Questo qui non può essere considerato un disco come tutti gli altri. Alan Vega (1938-2016) assieme a Martin Rev ha scritto una delle pagine fondamentali della storia della musica e allo stesso tempo di una certa sottocultura che ancora oggi continua a proliferare in maniera sotterranea come un virus che ha infettato la terra e che costringe chi ne è contagiato a uno stato di estasi e di allucinazioni che ci rivelano la vera sostanza del mondo che ci circonda come succede in 'They Live' di John Carpenter.

I Suicide sono stati qualche cosa di più che una band influente e che ha determinato una specie di rivoluzione nel mondo della musica: i Suicide sono stati e sono ancora oggi un autentico culto. Un culto post-punk e post-moderno e i cui veri adepti sono anime tormentate così come era tormentata l'anima di Alan Vega, una specie di Gesù ossessionato dalla morte e dalle sofferenza e da visioni di morti violente e rituali: dalla crocifessione come atto di redenzione da tutti i peccati. Un artista che non riusciva a vedere e concepire lo stato di quiete, quella che noi chiamiamo pace, e che prolungando attraverso scosse elettrostatiche la vita di generi musicali quali il blues del delta e il gospel (cui ha dato un nuovo vigore e una nuova forma) predicava le sue visioni con una forza e una violenza espressiva che non hanno pari nella storia della musica.

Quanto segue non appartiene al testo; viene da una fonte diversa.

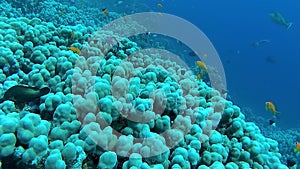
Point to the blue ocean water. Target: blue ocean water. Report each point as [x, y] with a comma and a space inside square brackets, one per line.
[254, 74]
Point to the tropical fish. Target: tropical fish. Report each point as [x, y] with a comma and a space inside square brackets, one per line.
[74, 49]
[297, 148]
[193, 53]
[290, 163]
[199, 76]
[72, 34]
[21, 94]
[260, 42]
[201, 65]
[105, 11]
[279, 19]
[271, 107]
[272, 122]
[160, 5]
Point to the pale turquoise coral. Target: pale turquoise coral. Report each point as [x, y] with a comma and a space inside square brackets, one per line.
[68, 138]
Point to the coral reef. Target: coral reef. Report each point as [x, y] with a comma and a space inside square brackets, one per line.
[112, 106]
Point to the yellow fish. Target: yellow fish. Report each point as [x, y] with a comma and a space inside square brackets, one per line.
[74, 49]
[72, 35]
[201, 65]
[272, 108]
[297, 148]
[160, 5]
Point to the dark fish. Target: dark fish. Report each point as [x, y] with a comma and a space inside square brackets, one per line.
[21, 94]
[272, 122]
[192, 53]
[290, 163]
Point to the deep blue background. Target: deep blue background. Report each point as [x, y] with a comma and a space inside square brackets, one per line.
[232, 26]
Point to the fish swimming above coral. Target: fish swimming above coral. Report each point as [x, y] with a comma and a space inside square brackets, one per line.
[279, 19]
[271, 107]
[22, 94]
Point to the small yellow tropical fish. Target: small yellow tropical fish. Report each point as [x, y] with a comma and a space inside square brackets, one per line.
[297, 148]
[72, 35]
[105, 11]
[160, 5]
[271, 107]
[74, 49]
[201, 65]
[199, 76]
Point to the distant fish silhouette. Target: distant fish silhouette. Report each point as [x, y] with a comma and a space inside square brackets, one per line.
[260, 43]
[279, 19]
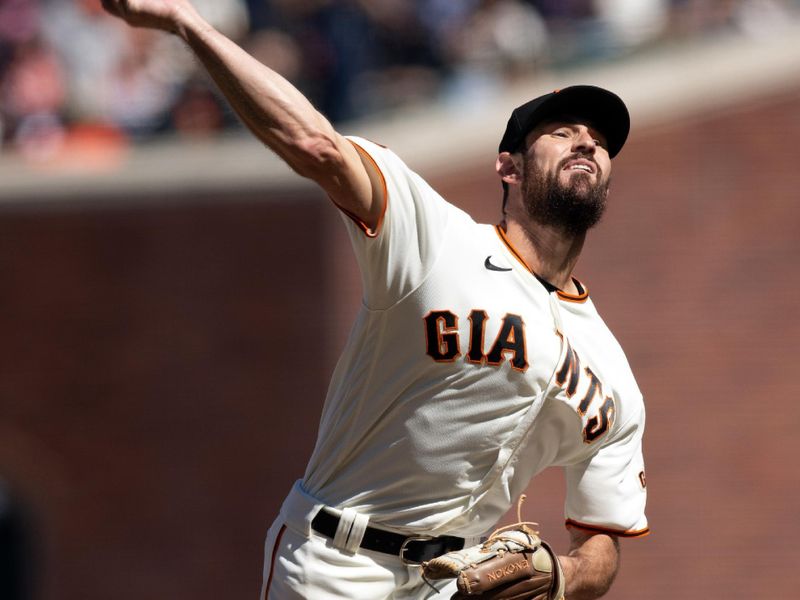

Secondo quanto ci è stato riportato da Liz Lamere, moglie e collaboratrice di Alan, le canzoni che sono entrate a far parte di questo disco postumo denominato 'IT' e pubblicato su Fader lo scorso luglio, praticamente a un anno esatto dalla sua morte, sono state scritte e registrate tra il 2010 e fino al luglio 2016. Sarebbe stato il suo primo disco dal 2007. Raccontarle una ad una non ha nessun senso: il disco infatti non è composto da quelle che si possono definire canzoni vere e proprie, ma da scatti fotografici, istantanee delle realtà suburbane della grande città di New York dei giorni nostri. Un disco carico di energia vitale e carico di sonorità drone e post-industrial ossessivo-compulsive che riempiono di contenuti visuali e immagini le predicazioni di uno degli ultimi veri grandi bluesman della storia del rock. Un disco che secondo Liz esprime appieno la potente forza vitale di Alan, una specie di messia e il capo spirituale di una chiesa elettrica e protrettrice degli emarginati e i sofferenti, gli uomini soli e tutti quei fantasmi che si aggirano per le nostre strade e che noi non vediamo oppure facciamo finta di non vedere. La tua parola è la nostra e questa ti ha reso immortale. Adesso riposa in pace Boruch Alan Bermowitz.